A live-action television drama adaptation of If It's You, I Might Try Falling in Love was announced on July 28, 2023, as the fifteenth entry to MBS TV's late-night Thursday television block, Drama Tokku. The series was broadcast from October 6, 2023, (Note: MBS lists the premiere date as October 5, 2023, at 25:04, which is October 6, 2023, at 1:04 a.m. Subsequent broadcasts are at 00:59, which is 12:59 a.m. on the next day.) to November 3, 2023, on MBS TV, for a total of 5 episodes. Other broadcasts include TV Kanagawa, Chiba TV, TV Saitama, Tochigi TV, and Gunma TV. TV Kanagawa broadcast the episodes from October 5 to November 2, 2023, 1.5 hours earlier than its scheduled time on MBS TV. The series is licensed by GagaOOLala for English-language distribution outside of Japan, South Korea, and Taiwan, who released it under the title If It's With You.
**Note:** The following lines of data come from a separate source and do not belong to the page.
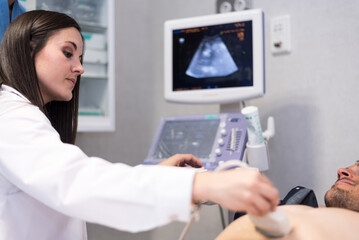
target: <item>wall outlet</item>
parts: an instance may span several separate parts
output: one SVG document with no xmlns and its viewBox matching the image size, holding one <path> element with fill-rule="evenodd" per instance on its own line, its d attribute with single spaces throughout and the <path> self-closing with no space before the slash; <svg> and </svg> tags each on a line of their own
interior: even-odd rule
<svg viewBox="0 0 359 240">
<path fill-rule="evenodd" d="M 291 51 L 290 16 L 272 18 L 270 27 L 272 53 L 289 53 Z"/>
</svg>

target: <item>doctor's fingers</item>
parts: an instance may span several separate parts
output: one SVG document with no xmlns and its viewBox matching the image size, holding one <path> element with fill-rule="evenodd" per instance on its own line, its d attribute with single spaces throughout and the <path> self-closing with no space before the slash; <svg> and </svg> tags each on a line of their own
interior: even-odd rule
<svg viewBox="0 0 359 240">
<path fill-rule="evenodd" d="M 258 184 L 258 194 L 271 205 L 271 209 L 274 210 L 279 204 L 279 191 L 274 184 L 262 174 L 261 183 Z"/>
<path fill-rule="evenodd" d="M 265 205 L 257 205 L 254 201 L 246 206 L 245 211 L 253 216 L 265 216 L 268 212 L 270 212 L 269 208 L 266 208 Z"/>
<path fill-rule="evenodd" d="M 263 182 L 263 183 L 267 183 L 271 186 L 274 187 L 274 184 L 261 172 L 259 172 L 256 169 L 248 169 L 248 168 L 238 168 L 237 169 L 239 172 L 241 172 L 241 174 L 246 174 L 249 175 L 249 182 Z M 240 177 L 241 175 L 239 175 L 238 177 Z"/>
<path fill-rule="evenodd" d="M 262 216 L 272 210 L 272 203 L 260 194 L 252 191 L 241 191 L 241 194 L 227 196 L 219 204 L 229 210 L 248 212 L 255 216 Z"/>
<path fill-rule="evenodd" d="M 188 157 L 183 158 L 181 166 L 204 167 L 203 163 L 197 157 L 191 154 L 189 154 Z"/>
<path fill-rule="evenodd" d="M 158 165 L 179 166 L 179 167 L 185 167 L 185 166 L 203 167 L 201 161 L 192 154 L 176 154 L 162 161 Z"/>
<path fill-rule="evenodd" d="M 258 195 L 252 198 L 247 212 L 254 216 L 264 216 L 270 211 L 274 211 L 277 204 L 263 195 Z"/>
<path fill-rule="evenodd" d="M 176 154 L 175 156 L 180 159 L 178 162 L 178 166 L 203 167 L 203 163 L 192 154 Z"/>
<path fill-rule="evenodd" d="M 274 211 L 279 204 L 279 191 L 274 187 L 266 177 L 263 176 L 262 181 L 255 184 L 253 187 L 252 197 L 253 203 L 257 206 L 258 214 L 264 214 L 262 211 L 268 212 L 268 210 Z"/>
<path fill-rule="evenodd" d="M 260 191 L 242 189 L 232 197 L 225 202 L 228 209 L 246 211 L 255 216 L 263 216 L 269 211 L 274 211 L 279 203 L 278 191 L 271 186 L 268 189 L 262 186 Z"/>
<path fill-rule="evenodd" d="M 279 203 L 279 191 L 274 187 L 273 183 L 263 174 L 250 173 L 246 174 L 246 187 L 242 188 L 238 201 L 244 202 L 249 207 L 255 204 L 254 214 L 262 215 L 269 210 L 275 210 Z M 238 189 L 239 190 L 239 189 Z M 256 213 L 257 212 L 257 213 Z"/>
</svg>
The series stars Takato Ōkura as Amane and Wataru Hyūga as Ryuuji. The television drama adaptation is directed by Hana Matsumoto and written by Mash Morino. The opening theme is "Kirameku Kimochi" by The Shes Gone. The ending theme is "Yoru Urusai" by Osage featuring Riko Ishino.

====Episodes====

| No. | Title | Directed by | Written by | Original release date |
|---|---|---|---|---|
| 1 | "Episode 1" Transliteration: "Dai-ichi-wa" (Japanese: 第1話) | Hana Matsumoto [ja] | Mash Morino | October 5, 2023 |
| 2 | "Episode 2" Transliteration: "Dai-ni-wa" (Japanese: 第2話) | Hana Matsumoto | Mash Morino | October 12, 2023 |
| 3 | "Episode 3" Transliteration: "Dai-san-wa" (Japanese: 第3話) | Hana Matsumoto | Mash Morino | October 19, 2023 |
| 4 | "Episode 4" Transliteration: "Dai-yon-wa" (Japanese: 第4話) | Hana Matsumoto | Mash Morino | October 26, 2023 |
| 5 | "Episode 5" Transliteration: "Dai-go-wa" (Japanese: 第5話) | Hana Matsumoto | Mash Morino | November 2, 2023 |

==Reception==
In 2023, If It's You, I Might Try Falling in Love consecutively sold over 100,000 physical copies in Japan. The Television reviewed the live-action drama adaptation favorably, describing it as "refreshing" and "heart-fluttering".